Pazar notları: Hep o pencere ve tül!
"Ben umuda inanıyorum" diyor; "insan umutsuz yaşayamaz." Ona nasıl anlatmalıyım ki, umuda inanılmaz! Tanrı'ya inanırsın ve o sayede umudun olur, umutlanırsın! Aksi takdirde, seküler bir dünyada umut gitgide koflaşır; hayallere karışır. Durmadan kırılan hayallere...
Modern "umut bezirganları"nın unuttukları bir de şu soru var tabii: Neyi, ne kadar umabilirim? Ölçüsüz umut, umut değildir.

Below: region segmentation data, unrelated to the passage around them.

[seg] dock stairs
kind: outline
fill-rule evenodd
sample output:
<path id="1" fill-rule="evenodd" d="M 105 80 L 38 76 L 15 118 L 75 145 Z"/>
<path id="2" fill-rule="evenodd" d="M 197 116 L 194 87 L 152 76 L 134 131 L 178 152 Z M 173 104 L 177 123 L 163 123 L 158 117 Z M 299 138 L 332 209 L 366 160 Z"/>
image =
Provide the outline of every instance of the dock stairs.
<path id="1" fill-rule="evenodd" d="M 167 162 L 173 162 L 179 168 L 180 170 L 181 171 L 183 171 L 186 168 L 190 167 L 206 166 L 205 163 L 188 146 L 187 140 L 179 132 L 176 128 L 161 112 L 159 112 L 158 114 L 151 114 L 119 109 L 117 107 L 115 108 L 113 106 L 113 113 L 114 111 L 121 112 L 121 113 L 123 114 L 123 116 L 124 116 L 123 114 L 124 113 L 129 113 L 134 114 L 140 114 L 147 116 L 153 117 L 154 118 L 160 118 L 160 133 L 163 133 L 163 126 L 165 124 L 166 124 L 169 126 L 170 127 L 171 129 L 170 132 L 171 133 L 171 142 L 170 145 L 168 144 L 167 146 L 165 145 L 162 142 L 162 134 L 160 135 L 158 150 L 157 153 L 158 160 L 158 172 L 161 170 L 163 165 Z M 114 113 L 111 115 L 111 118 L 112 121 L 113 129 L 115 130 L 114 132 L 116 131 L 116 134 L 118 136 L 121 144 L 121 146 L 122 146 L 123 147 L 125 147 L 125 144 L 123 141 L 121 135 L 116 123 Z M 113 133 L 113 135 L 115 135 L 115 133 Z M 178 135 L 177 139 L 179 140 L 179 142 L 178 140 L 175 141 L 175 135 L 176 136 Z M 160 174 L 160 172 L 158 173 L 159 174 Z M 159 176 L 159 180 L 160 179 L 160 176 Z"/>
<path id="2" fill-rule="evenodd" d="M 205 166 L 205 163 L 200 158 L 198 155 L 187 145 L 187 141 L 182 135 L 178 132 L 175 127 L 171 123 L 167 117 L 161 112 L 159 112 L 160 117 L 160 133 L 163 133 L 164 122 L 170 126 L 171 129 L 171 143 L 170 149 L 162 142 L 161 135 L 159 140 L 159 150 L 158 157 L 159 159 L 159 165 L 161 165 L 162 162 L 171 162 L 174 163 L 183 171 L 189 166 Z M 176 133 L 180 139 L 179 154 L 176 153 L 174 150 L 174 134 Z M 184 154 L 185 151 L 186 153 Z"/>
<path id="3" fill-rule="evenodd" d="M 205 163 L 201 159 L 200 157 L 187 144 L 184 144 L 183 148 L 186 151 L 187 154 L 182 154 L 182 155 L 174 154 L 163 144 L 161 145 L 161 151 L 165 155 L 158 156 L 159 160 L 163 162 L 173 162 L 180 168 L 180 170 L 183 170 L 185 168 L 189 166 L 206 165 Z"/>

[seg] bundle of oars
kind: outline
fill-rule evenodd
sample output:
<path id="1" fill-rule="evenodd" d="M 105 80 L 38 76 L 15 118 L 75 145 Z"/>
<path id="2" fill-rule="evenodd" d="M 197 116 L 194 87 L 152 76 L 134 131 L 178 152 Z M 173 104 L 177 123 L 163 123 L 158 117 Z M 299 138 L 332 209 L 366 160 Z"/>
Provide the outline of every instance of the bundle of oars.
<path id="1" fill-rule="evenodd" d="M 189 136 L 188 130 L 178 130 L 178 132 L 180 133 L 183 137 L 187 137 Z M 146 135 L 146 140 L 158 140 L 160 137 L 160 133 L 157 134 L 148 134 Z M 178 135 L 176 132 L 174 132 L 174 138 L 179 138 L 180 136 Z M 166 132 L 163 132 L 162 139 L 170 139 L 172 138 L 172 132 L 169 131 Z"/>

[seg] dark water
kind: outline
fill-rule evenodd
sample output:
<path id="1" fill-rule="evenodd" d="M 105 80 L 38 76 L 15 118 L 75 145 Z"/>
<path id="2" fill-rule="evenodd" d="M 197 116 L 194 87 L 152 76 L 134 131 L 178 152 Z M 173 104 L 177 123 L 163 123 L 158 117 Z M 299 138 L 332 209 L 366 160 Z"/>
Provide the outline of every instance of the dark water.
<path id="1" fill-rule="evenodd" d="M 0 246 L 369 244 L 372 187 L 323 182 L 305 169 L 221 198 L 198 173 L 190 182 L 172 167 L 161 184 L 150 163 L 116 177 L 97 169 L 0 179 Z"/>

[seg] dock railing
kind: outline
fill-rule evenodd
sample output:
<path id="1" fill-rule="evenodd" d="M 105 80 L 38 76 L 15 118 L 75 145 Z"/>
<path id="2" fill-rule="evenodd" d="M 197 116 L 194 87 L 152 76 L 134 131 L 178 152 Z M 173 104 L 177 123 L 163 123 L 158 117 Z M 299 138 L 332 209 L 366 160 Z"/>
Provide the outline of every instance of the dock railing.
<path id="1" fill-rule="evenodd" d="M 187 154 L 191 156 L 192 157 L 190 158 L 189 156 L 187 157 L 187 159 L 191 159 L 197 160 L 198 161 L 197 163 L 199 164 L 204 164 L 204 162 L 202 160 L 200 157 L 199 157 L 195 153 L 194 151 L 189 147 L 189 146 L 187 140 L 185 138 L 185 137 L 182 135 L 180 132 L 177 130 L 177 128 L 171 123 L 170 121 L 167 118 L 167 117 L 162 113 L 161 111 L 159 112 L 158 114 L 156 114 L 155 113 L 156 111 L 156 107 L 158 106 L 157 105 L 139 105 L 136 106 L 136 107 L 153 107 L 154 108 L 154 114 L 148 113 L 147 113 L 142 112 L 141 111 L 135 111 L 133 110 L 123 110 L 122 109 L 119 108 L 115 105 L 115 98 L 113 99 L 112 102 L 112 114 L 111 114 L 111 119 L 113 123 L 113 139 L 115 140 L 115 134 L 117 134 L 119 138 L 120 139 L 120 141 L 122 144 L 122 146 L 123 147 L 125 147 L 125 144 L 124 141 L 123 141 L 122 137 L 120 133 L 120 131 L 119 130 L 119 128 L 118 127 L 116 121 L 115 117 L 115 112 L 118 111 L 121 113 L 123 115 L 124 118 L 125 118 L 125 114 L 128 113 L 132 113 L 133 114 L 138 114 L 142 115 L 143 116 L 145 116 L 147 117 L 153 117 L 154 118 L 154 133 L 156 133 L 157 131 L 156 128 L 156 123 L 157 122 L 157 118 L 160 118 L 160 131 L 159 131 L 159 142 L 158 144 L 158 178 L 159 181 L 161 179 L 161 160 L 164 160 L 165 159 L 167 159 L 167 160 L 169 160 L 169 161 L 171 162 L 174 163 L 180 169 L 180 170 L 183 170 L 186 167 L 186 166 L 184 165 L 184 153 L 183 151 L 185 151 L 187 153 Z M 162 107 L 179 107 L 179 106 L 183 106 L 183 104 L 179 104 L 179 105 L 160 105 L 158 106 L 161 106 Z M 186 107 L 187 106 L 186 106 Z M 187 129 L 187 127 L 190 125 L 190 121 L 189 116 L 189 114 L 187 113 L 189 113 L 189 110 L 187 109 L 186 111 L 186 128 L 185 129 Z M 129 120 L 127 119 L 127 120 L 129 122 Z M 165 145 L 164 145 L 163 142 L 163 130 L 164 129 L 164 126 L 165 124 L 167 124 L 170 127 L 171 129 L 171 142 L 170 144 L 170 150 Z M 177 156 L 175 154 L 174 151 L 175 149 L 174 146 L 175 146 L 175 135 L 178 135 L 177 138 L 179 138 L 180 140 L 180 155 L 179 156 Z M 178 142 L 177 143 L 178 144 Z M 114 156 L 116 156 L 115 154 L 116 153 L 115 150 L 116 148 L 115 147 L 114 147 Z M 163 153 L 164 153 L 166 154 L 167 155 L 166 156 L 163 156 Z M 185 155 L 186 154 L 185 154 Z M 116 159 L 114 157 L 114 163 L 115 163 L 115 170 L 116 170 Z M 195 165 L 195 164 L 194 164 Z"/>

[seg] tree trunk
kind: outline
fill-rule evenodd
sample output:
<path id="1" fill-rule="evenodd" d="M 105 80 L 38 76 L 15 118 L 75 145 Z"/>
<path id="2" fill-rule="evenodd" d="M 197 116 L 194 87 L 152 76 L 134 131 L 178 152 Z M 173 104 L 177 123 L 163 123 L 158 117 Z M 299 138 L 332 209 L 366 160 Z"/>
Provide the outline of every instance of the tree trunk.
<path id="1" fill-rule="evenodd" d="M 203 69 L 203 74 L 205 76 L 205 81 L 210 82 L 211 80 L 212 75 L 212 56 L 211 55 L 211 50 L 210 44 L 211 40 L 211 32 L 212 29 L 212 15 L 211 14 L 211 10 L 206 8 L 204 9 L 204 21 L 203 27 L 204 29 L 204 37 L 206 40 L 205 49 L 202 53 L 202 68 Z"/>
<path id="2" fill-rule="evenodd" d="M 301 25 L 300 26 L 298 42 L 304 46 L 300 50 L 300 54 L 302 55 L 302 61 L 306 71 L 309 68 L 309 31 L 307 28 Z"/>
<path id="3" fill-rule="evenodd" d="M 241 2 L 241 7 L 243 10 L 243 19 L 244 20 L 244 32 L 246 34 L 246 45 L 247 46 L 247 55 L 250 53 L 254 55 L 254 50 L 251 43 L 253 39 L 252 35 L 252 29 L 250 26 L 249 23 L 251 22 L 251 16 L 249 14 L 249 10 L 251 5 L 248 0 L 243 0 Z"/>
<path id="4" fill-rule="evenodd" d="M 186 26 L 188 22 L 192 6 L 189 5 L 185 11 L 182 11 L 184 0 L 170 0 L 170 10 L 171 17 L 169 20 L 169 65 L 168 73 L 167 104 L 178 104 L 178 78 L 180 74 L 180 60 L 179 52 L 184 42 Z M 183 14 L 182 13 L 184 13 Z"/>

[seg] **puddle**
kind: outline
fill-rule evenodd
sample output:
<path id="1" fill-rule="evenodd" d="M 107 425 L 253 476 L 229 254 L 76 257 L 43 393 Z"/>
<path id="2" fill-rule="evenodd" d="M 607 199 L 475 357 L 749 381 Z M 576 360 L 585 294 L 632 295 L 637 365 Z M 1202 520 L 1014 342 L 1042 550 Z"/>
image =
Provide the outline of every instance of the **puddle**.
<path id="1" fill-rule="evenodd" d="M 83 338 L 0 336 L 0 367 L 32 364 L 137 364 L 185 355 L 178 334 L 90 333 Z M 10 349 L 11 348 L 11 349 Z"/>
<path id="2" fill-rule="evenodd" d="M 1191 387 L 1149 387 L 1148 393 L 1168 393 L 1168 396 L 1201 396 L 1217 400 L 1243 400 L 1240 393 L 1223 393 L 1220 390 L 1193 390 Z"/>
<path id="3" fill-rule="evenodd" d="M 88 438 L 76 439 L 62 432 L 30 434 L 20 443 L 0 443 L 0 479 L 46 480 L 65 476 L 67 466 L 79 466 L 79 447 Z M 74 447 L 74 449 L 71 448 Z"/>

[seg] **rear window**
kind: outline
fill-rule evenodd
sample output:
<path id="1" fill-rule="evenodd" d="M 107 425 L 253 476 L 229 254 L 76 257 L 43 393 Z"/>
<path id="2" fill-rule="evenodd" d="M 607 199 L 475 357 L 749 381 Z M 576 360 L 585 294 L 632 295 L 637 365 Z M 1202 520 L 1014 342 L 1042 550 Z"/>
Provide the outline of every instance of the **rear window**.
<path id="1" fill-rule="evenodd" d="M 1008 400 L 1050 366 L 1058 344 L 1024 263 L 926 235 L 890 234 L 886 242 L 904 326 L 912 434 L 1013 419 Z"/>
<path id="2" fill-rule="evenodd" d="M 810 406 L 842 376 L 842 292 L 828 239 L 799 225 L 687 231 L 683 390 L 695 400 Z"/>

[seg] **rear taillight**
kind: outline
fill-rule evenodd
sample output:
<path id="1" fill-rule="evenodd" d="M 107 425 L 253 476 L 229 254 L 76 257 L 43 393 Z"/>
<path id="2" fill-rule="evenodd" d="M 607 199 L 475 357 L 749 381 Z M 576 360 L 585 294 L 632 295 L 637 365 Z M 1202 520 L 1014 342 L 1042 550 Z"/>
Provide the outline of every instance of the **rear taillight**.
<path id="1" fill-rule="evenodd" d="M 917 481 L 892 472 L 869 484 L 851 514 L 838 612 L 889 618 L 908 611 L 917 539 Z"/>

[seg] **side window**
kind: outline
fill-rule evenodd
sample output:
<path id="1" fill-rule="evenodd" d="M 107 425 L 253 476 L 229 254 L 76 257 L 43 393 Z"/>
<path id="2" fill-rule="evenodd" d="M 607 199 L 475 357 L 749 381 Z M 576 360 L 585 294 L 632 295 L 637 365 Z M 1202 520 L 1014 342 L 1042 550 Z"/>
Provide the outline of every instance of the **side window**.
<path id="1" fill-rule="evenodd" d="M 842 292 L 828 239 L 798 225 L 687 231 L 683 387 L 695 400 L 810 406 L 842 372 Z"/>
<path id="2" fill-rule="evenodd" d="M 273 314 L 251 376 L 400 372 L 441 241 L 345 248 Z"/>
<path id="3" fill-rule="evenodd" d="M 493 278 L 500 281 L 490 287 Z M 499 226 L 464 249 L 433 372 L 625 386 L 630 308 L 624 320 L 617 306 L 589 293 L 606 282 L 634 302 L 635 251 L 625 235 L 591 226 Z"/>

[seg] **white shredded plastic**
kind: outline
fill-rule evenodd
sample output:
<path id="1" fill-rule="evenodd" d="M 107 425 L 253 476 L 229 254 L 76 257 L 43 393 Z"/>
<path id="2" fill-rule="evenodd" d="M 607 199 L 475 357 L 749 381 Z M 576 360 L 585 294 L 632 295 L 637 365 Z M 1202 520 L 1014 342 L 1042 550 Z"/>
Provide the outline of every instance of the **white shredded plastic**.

Ütopyayı insanlığın umudu zannedenler ne çok acıya yol açtılar!
Bu yüzyıl başında düşünce ve medya dünyası: Hakiki sorular soran entelektüelin ölümü, soruyormuş gibi yapan "entertainer"ın doğuşu...
Ya nefret edersem diye korkuyor ve bu korkuyu bastırmak için onu herkesten daha çok sevmeye çalışıyor! Umarsız bir çaba!
Çok sordum, bir daha sorayım: "İç"ini kör hırslarla dolduranların ve "iç"ine hiç özen göstermemiş hep horlamış olanların" içtenliği"nden söz edebilir miyiz? Hayır!
Geleneksel medya kötü. Peki sosyal medya nasıl? Alçaklıklarımız; ezik şiddetimiz, ucuz kabadayılığımız, sevilmeye düşkünlüğümüz... Hepsi de bağımsız, özgür ve sansürsüz biçimde dile getiriliyor. İstediğimiz bu muydu? Yoksa bütün problem medya (haberleşme aracı) olmakta mı?
Ayrıntılar için lütfen tıklayın.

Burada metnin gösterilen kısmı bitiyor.